Ruthin’s alehouses/inns/Taverns/hotels, and public houses can be traced back to late medieval times. as they were bought and sold, they left a trail of property documents which record these transactions and provide evidence for their existence. From the early 18th century, the state began licensing alehouses and taxing them and the licenses provide a rich source of information about the alehouses, and their keepers. 

Some of the alehouses would have been a room or two with tables and chairs while, at the apex of the trade, there were multi-roomed hotels and stables employing numerous staff. 

There were well over 50 licensed premises in Ruthin, but not all of them existed at the same time. The government would often intervene to curb their activities or to tax them and so, when combined with market factors, their numbers shrank and expanded frequently. Creating an ordinary ale house out of an ordinary home was not a major task and likewise reverting to another use was also relatively simple. 

Beer or ale consumption peaked around the 1870s, then fell gradually and in the years before the First World War the government intervened through the police to cancel licenses as there were by now far too many licensed premises. Heavy taxation during the First World War accelerated this process and many licensed premises in Ruthin  and in the surrounding area disappeared.
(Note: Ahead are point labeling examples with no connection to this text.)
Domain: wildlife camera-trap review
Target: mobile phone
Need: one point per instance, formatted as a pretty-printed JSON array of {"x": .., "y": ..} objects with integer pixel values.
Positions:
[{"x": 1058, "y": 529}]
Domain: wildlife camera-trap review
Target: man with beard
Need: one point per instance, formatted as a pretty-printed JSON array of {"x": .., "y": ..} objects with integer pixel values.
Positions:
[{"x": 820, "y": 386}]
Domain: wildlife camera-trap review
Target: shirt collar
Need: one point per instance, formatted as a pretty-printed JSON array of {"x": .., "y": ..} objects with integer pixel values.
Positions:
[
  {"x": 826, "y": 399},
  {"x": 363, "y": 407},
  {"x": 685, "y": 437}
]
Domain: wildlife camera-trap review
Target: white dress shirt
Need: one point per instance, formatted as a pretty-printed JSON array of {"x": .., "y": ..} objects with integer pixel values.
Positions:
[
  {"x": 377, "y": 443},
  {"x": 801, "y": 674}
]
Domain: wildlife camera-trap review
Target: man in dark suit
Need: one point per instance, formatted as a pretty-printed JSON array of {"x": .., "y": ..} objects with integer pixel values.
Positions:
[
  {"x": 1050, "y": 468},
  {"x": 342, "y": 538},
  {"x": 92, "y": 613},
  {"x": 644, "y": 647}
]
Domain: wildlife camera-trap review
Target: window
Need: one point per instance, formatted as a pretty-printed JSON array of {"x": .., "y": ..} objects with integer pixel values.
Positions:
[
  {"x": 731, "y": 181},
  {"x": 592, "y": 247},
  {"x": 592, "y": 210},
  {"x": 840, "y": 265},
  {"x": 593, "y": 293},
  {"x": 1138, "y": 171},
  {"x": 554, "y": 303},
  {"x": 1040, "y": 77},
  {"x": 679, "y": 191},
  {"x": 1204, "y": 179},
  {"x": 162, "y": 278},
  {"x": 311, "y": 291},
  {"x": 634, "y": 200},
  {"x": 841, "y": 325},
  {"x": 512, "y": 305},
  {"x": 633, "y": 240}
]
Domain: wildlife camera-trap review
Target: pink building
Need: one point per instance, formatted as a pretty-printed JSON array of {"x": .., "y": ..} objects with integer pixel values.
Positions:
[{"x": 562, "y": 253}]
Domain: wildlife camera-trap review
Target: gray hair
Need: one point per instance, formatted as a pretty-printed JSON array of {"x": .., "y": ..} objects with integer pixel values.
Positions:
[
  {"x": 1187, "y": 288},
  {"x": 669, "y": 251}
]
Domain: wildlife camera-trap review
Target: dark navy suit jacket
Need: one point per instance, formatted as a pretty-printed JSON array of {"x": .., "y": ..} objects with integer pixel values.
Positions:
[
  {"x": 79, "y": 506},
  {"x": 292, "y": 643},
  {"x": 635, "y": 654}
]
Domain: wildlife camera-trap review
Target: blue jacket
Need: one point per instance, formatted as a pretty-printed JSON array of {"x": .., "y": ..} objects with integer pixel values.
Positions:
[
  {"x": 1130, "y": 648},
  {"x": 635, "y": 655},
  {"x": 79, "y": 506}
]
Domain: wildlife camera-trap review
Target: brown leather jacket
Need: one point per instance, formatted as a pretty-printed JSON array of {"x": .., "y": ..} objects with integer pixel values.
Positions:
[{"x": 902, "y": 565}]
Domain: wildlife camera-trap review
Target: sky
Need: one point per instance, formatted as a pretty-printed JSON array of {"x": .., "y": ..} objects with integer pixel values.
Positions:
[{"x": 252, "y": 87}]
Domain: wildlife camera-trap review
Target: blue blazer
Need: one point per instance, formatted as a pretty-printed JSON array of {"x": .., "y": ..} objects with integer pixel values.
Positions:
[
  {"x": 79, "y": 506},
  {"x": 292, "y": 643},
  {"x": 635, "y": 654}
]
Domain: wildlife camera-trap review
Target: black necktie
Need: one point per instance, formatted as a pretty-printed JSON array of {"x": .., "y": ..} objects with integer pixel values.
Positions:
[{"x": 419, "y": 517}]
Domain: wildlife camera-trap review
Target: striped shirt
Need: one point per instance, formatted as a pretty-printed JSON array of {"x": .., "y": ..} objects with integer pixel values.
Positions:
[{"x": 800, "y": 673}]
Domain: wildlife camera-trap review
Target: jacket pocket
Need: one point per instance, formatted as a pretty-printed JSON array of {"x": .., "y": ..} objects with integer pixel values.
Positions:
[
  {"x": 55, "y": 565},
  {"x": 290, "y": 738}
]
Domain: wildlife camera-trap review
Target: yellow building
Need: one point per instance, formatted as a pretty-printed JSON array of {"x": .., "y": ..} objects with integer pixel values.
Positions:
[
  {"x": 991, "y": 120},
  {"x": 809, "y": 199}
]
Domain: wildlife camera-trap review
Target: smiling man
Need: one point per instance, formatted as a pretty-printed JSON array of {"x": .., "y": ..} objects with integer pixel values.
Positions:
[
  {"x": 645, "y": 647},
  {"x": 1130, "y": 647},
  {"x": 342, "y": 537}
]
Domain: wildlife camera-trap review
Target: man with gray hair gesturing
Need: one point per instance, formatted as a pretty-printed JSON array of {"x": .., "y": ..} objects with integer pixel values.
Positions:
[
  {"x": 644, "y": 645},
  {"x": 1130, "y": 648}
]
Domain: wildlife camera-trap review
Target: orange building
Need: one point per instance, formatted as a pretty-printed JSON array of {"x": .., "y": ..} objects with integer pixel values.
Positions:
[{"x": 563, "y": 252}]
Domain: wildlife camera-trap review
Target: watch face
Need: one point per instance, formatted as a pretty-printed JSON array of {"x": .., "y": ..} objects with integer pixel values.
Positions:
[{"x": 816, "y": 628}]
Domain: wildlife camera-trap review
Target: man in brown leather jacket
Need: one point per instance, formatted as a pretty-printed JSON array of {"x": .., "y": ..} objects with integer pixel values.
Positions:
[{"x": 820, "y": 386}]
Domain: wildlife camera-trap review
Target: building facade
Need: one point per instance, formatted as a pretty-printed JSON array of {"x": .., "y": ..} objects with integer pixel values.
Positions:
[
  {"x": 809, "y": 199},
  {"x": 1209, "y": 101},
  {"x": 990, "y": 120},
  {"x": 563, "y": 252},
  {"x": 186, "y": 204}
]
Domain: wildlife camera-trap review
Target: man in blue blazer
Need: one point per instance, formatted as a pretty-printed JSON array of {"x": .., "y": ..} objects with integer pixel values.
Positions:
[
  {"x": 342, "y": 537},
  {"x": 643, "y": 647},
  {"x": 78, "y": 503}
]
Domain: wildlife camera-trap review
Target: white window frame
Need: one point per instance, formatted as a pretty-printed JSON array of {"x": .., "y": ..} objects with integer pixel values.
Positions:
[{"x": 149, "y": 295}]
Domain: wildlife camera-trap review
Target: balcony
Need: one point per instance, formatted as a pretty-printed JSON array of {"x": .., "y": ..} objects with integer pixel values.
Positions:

In addition to alehouses coming and going their names constantly changed, so what we have is a rich and colourful tapestry of green dragons, becoming red lions and white horses and black bulls proliferating across Ruthin’s streets. 

This is probably not the last word on Ruthin’s alehouses, but if anyone recognises a howler or can identify an additional name or even an additional hostelry pleases contact the website and let us know.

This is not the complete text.